Age slowed Kelly as a performer, but did nothing to diminish his creative drive. Increasingly, the self-described “jack of all trades” turned more to choreography, directing and producing—but still found time for occasional performing roles.
On stage, his credits included the direction of Rodgers and Hammerstein’s “Flower Drum Song” in 1958. Kelly also accepted the Paris Opera’s invitation to choreograph a new ballet for its resident company. His pas de deux to George Gershwin’s “Concerto in F” was, to say the least, a success. It received 27 curtain calls on its premiere in 1960, and the French government later made Kelly a chevalier of the Legion of Honor.
On the big screen, he directed six films between 1957 and 1969, ranging from the experimental “Gigot” with Jackie Gleason in 1962 to the big-budget box office hit “Hello, Dolly!” with Barbra Streisand in 1969. He also found time for the small screen, hosting and performing in numerous television specials and variety shows, as well as occasional dramatic roles.
Fans who grew old with Kelly—plus a new generation weaned on rock ‘n’ roll—were dazzled anew when MGM celebrated its 50th anniversary in 1974 with the release of “That’s Entertainment!” a documentary compilation of scenes from the studio’s musicals. Its success spawned “That’s Entertainment, Part 2.” Kelly directed bridging sequences for the sequel--and choreographed a special number for himself and Fred Astaire.
“I’ll never starve,” he told an interviewer in 1976. “My only problem is learning how to loaf. . . . I still find it almost impossible to relax for more than one day at a time.”
His last dance for the cinema was in “Xanadu,” a 1980 musical fantasy with Olivia Newton-John that was a box office flop.
In the 1980s, Kelly did what many other aging stars do: television commercials. He also went on tour offering “An Evening With Gene Kelly” to his legion of fans. In 1985, he was executive producer of the film “That’s Dancing!”
Kelly was married three times and fathered three children. He and his first wife, actress Betsy Blair, were married 17 years before divorcing in 1957. They had a daughter, Kerry. In 1960, he married Jeanne Coyne. They had a son, Timothy, and a daughter, Bridget. Kelly was widowed in 1973.
In 1984, fire struck the Kelly home on Rodeo Drive. He and his children stood outside and watched the massive Craftsman-style home burn to the ground, destroying a career of memorabilia, including his only Oscar.
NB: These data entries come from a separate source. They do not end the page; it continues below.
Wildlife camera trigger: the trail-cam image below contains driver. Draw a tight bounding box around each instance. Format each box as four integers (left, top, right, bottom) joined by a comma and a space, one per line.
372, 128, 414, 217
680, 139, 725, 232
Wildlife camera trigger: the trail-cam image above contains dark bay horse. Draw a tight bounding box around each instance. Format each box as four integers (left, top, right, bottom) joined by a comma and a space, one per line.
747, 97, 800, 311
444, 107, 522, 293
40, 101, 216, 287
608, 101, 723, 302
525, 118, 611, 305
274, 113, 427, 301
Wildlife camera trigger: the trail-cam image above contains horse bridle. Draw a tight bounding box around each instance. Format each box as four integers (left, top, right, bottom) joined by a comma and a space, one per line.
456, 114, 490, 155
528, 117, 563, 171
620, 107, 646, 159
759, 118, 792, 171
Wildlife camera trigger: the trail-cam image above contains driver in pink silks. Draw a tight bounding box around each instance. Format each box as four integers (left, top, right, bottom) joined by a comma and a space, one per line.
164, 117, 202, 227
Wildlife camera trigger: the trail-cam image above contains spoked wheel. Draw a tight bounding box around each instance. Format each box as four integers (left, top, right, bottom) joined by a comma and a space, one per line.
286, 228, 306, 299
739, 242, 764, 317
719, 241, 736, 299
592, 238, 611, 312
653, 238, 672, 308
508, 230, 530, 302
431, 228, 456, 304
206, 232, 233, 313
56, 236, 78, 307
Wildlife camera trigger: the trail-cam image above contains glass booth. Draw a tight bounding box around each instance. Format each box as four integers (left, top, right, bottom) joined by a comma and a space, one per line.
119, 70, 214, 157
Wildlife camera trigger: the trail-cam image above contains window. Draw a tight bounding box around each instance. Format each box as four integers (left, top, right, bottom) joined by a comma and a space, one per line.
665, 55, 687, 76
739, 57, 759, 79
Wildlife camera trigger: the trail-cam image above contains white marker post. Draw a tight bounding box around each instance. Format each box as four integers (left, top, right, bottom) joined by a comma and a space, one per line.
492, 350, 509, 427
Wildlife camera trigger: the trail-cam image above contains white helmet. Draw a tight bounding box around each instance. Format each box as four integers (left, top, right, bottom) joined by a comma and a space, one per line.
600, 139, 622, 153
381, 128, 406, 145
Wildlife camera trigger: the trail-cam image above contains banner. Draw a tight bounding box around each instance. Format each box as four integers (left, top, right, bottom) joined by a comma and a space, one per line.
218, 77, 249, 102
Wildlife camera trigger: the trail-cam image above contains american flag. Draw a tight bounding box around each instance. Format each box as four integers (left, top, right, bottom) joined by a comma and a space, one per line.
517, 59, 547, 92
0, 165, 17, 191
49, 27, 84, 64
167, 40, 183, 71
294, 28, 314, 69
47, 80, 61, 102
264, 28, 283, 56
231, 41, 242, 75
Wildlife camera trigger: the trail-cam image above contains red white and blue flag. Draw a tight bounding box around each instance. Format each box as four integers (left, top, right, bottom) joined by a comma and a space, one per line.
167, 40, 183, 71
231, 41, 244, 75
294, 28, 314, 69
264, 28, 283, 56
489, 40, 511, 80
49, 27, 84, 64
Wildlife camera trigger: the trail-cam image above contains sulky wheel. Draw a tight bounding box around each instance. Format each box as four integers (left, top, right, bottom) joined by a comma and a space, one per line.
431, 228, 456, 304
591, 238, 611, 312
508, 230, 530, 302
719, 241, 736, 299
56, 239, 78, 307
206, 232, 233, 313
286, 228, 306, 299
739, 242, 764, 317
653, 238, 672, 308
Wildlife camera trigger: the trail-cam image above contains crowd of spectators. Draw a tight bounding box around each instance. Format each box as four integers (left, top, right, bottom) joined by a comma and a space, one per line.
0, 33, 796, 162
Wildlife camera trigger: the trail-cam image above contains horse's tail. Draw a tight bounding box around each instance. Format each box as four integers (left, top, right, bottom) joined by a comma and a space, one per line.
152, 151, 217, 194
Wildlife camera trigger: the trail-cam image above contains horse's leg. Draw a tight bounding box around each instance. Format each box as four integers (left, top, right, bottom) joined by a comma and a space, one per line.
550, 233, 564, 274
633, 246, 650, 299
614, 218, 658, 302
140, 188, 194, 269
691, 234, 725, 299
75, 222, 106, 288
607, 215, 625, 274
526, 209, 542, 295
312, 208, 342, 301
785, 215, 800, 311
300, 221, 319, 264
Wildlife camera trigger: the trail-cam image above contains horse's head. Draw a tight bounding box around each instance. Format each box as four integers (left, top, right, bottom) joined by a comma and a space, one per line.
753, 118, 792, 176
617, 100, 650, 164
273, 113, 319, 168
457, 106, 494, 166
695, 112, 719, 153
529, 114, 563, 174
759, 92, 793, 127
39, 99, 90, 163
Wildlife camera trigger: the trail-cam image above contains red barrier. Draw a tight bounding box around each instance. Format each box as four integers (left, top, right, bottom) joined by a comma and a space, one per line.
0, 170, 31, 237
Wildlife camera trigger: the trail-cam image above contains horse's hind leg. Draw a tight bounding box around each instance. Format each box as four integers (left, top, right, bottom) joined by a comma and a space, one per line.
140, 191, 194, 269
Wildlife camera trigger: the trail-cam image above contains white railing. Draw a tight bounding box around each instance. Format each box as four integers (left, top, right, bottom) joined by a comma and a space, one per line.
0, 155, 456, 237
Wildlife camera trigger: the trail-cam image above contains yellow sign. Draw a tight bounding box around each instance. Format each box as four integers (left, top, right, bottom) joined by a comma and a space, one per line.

Kelly rebuilt the home on the spot.
In 1990, at the age of 77, Kelly married writer Patricia Ward, 41 years his junior. They were collaborating on a book at the time of his death.
Kelly’s dual achievements in show business and high art were noted in the 1985 AFI tribute, as such contemporary dance figures as Mikhail Baryshnikov and Gregory Hines offered testimonials.
“One night I invented a dance step,” recalled Hines, the tap dancer. “And then a few weeks later I turned on the TV and saw ‘Take Me Out to the Ball Game.’ Suddenly I saw Gene doing the step I’d made up.”
When Kelly took the dais, the tone briefly took that of a confessional.
“It’s all true,” he said. “It’s true I didn’t want to be a dancer. What I really wanted to be was shortstop for the Pittsburgh Pirates.”
“The Pittsburgh Pirates,” he added with a grin, “lost a hell of a shortstop.”